Step five is generation. Retrieved chunks go into the LLM's prompt alongside the original question, usually with an instruction to answer only from the provided text. Answers now trace back to specific source documents, and a developer can log exactly which chunks drove which parts of the response.
Fine-Tuning Teaches the Model to Behave - RAG Teaches It What to Know
Fine-tuning - retraining a model on your own data - sounds like the obvious way to make an LLM knowledgeable about your company's products, policies, and internal processes. But fine-tuning does not add new facts. Fine-tuning adjusts how a model behaves: its tone, its format, its tendency to follow certain patterns. Ask a fine-tuned model about a document it never saw during training and hallucination follows - just in your brand's voice.
RAG updates without retraining. Add a new document to the index and it becomes available for retrieval immediately - no GPU budget, no training run, no model redeploy. For enterprise teams managing knowledge bases that change daily, that operational simplicity is probably the decisive factor, more than any benchmark comparison between the two approaches.
Fine-tuning and RAG are not mutually exclusive. UC Berkeley's RAFT study found that combining retrieval with fine-tuning outperformed either approach alone across multiple benchmarks - particularly for smaller models where RAG alone leaves gaps. Production systems at scale often combine both: fine-tuning to shape response format and tone, RAG to keep factual content accurate and current.
| Approach | Best for | Key limit |
|---|---|---|
| RAG | Frequently changing knowledge, source attribution, no retraining budget | Retrieval quality determines answer quality |
| Fine-tuning | Consistent response style, domain-specific formatting, structured output | Does not add new facts; requires GPU compute |
| RAG + fine-tuning | High-accuracy systems at scale; small models needing both grounding and behaviour shaping | Most complex to build and maintain |
Retrieval Quality - Not Model Size - Determines How Well RAG Works
Bad retrieval causes most RAG failures in production.
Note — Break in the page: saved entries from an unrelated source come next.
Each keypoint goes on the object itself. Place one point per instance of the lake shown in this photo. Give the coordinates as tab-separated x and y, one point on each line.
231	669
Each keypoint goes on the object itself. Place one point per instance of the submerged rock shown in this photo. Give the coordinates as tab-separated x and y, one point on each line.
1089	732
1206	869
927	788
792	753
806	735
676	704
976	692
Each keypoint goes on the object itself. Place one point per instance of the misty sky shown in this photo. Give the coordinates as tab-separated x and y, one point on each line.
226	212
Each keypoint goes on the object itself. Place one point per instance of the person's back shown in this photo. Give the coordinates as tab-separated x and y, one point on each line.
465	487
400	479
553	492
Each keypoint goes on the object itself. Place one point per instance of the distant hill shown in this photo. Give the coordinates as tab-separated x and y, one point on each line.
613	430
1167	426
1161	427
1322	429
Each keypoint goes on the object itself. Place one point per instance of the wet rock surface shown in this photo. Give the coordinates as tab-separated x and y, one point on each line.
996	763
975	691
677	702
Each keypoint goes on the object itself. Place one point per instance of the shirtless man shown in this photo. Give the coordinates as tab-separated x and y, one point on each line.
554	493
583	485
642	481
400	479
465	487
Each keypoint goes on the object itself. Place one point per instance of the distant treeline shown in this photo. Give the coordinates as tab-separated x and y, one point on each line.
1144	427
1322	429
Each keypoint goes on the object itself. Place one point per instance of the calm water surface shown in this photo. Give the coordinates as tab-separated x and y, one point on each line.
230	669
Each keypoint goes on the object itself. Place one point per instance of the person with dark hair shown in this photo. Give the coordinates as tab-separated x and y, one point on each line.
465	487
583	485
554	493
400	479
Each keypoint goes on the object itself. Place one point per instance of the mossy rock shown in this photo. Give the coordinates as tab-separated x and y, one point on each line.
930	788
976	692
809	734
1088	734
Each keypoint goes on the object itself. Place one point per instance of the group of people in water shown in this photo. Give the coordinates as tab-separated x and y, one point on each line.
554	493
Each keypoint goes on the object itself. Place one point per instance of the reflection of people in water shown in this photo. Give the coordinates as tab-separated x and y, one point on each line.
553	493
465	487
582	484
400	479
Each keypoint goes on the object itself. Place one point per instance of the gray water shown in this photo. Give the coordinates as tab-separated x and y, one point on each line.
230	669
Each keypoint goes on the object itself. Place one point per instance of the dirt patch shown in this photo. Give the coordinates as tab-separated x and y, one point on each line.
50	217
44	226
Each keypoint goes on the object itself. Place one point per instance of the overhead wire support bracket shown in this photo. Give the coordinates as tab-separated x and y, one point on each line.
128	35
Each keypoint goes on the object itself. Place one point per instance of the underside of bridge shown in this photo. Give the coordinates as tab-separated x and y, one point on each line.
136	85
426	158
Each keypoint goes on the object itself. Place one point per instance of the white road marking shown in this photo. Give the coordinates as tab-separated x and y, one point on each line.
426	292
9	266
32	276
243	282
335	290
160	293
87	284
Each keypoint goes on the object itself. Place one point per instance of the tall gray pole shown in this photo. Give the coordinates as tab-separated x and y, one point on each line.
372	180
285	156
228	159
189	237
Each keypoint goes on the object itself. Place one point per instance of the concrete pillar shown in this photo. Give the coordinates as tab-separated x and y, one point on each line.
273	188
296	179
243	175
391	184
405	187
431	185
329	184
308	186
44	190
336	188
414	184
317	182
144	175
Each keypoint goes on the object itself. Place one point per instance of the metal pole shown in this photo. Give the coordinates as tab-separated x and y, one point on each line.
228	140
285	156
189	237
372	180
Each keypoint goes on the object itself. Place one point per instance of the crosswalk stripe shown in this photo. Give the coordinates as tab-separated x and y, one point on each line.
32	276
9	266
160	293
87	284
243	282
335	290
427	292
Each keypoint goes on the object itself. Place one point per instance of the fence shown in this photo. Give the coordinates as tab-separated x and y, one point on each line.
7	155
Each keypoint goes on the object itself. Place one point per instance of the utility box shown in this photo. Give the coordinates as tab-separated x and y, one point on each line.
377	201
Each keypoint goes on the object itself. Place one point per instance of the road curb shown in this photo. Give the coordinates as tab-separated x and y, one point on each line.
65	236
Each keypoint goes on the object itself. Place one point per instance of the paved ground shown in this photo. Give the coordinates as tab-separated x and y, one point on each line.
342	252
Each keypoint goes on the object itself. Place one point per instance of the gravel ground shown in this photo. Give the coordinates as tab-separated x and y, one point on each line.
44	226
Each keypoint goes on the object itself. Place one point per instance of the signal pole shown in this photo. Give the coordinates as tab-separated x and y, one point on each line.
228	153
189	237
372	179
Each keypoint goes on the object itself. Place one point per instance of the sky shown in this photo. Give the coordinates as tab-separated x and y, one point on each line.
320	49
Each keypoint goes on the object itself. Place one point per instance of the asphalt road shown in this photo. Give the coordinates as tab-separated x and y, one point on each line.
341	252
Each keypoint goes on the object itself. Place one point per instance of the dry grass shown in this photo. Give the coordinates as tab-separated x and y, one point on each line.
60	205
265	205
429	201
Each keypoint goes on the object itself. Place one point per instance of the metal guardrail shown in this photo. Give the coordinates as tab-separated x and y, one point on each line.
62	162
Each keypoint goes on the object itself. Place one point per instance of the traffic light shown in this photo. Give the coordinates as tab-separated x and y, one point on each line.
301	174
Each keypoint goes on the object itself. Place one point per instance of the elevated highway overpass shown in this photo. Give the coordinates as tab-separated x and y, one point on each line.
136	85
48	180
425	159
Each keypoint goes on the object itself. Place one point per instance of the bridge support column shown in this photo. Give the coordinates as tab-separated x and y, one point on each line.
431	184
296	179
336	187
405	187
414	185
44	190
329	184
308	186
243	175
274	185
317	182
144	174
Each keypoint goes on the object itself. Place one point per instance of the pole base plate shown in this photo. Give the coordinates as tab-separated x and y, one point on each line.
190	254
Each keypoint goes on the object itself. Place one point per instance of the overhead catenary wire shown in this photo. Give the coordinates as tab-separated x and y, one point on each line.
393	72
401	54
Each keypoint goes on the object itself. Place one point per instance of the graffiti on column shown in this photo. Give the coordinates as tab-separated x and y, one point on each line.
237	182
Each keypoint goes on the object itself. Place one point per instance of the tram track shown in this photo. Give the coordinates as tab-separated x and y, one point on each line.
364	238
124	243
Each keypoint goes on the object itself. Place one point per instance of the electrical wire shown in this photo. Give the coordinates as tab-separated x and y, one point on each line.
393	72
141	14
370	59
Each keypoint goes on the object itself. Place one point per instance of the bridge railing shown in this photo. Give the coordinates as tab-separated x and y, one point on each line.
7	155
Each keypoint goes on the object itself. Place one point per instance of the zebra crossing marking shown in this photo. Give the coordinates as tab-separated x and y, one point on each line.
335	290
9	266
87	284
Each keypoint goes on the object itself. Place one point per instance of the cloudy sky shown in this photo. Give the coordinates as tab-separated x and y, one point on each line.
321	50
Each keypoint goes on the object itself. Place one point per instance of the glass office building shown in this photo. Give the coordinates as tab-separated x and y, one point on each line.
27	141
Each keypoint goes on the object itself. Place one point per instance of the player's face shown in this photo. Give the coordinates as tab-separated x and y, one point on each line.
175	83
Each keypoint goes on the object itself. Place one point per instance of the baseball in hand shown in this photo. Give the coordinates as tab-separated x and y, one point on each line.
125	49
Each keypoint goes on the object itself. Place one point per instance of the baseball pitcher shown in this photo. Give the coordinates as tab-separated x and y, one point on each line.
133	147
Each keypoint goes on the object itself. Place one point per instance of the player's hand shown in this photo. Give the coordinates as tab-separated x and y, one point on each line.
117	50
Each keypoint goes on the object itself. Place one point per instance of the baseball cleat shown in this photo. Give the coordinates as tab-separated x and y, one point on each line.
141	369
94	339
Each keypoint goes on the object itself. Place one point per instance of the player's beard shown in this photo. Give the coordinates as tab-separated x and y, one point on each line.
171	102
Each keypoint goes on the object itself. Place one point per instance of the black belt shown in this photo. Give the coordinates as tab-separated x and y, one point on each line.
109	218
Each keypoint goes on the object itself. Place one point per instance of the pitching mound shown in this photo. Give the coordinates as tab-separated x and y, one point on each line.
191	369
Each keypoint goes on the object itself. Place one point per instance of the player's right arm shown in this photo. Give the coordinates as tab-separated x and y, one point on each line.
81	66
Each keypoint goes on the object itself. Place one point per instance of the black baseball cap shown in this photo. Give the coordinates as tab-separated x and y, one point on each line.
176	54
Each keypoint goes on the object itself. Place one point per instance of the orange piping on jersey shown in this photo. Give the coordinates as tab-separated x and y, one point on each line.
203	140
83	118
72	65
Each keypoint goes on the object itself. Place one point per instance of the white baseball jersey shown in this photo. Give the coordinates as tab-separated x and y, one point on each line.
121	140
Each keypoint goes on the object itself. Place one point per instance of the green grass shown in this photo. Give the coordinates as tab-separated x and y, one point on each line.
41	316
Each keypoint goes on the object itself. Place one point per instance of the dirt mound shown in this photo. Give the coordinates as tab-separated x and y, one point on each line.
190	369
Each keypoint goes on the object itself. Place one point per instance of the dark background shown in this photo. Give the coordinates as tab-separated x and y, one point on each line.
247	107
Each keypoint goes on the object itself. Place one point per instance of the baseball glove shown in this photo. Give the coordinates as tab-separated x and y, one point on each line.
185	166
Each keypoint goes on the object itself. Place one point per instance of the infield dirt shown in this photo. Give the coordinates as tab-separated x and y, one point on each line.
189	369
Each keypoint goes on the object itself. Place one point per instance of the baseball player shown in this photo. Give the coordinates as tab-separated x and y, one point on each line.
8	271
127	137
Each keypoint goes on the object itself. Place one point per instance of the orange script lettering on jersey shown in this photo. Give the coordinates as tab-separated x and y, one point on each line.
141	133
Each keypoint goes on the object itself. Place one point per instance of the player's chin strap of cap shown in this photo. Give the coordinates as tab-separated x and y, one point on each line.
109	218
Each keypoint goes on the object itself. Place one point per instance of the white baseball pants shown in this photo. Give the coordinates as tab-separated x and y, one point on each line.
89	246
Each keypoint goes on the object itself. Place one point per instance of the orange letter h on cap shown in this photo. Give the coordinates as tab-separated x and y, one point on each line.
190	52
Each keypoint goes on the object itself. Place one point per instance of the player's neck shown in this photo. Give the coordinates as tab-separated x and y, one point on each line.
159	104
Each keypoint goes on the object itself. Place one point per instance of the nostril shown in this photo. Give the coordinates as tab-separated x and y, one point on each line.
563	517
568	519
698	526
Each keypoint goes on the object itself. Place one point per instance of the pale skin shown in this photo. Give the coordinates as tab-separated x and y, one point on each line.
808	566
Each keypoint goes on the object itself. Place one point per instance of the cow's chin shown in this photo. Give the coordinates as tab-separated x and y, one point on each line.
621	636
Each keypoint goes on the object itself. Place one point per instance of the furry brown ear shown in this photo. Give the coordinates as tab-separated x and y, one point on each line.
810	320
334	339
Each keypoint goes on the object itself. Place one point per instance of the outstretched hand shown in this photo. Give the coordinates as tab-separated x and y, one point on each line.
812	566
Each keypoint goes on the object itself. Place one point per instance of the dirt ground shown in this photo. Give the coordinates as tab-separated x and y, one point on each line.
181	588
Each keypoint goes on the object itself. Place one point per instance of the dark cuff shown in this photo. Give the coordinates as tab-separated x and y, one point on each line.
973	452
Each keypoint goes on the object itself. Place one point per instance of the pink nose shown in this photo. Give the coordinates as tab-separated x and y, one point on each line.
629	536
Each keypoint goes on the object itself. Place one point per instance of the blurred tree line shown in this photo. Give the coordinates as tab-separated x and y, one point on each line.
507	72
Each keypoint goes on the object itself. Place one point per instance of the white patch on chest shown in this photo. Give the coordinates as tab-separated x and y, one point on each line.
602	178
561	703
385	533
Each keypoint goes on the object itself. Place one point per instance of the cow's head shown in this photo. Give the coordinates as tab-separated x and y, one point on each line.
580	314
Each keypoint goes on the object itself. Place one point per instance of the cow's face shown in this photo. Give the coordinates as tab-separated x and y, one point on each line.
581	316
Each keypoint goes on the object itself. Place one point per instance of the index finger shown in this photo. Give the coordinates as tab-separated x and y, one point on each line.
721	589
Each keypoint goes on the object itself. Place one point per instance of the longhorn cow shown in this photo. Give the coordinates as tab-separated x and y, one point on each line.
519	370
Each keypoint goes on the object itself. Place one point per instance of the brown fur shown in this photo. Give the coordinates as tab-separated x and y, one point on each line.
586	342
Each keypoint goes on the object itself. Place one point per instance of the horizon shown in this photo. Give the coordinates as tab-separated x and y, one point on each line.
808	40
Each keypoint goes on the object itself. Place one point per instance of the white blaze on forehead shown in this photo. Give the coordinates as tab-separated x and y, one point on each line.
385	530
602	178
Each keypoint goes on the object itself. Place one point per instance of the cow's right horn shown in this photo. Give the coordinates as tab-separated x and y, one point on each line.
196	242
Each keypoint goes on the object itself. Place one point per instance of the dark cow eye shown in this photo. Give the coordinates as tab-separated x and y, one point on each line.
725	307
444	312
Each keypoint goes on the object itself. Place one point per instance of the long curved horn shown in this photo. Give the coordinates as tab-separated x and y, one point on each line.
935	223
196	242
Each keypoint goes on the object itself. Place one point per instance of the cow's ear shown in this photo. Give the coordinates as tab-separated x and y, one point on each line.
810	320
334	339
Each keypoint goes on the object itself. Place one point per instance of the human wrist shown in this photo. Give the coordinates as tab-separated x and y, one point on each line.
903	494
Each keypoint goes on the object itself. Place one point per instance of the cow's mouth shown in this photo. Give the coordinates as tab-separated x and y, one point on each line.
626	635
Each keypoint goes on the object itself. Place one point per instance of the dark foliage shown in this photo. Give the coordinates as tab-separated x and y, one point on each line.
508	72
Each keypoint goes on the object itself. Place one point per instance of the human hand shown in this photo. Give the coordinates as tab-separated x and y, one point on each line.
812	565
If the chunks going into the prompt do not contain the answer, no model - regardless of size - can generate a correct response from them. Garbage in, garbage out applies here more directly than anywhere else in the AI stack, which is why teams that switch to a larger LLM to fix a RAG problem often find it does not help.
Chunk size and overlap determine whether retrieval finds the right content. Chunks too small lose context; chunks too large dilute the signal and push retrieval toward superficial similarity rather than relevance. Most teams start with 200-word chunks and 20% overlap, then evaluate by measuring how often retrieved chunks actually contain the answer to a set of test queries - a process called retrieval evaluation that most teams skip and then regret.
Vector search alone misses exact matches. A contract clause that reads "Article 7.3(b)" will not surface when a user searches semantically for the same concept phrased differently. Hybrid search - combining vector similarity with BM25 keyword matching - solves this, and both LangChain and LlamaIndex enable it with a single configuration change. Most production RAG systems that have been through at least one iteration of real-world use enable hybrid search as a default.
Agentic RAG systems take retrieval further still. Rather than one fixed retrieval pass, the model decides what to retrieve, reads the results, and retrieves again if the first pass did not return enough to answer confidently. Multi-hop retrieval - where the system chains several retrieval steps to build up a complete picture - is where retrieval-augmented generation is heading for research, legal analysis, and any task that requires synthesising information across many documents rather than looking up a single fact.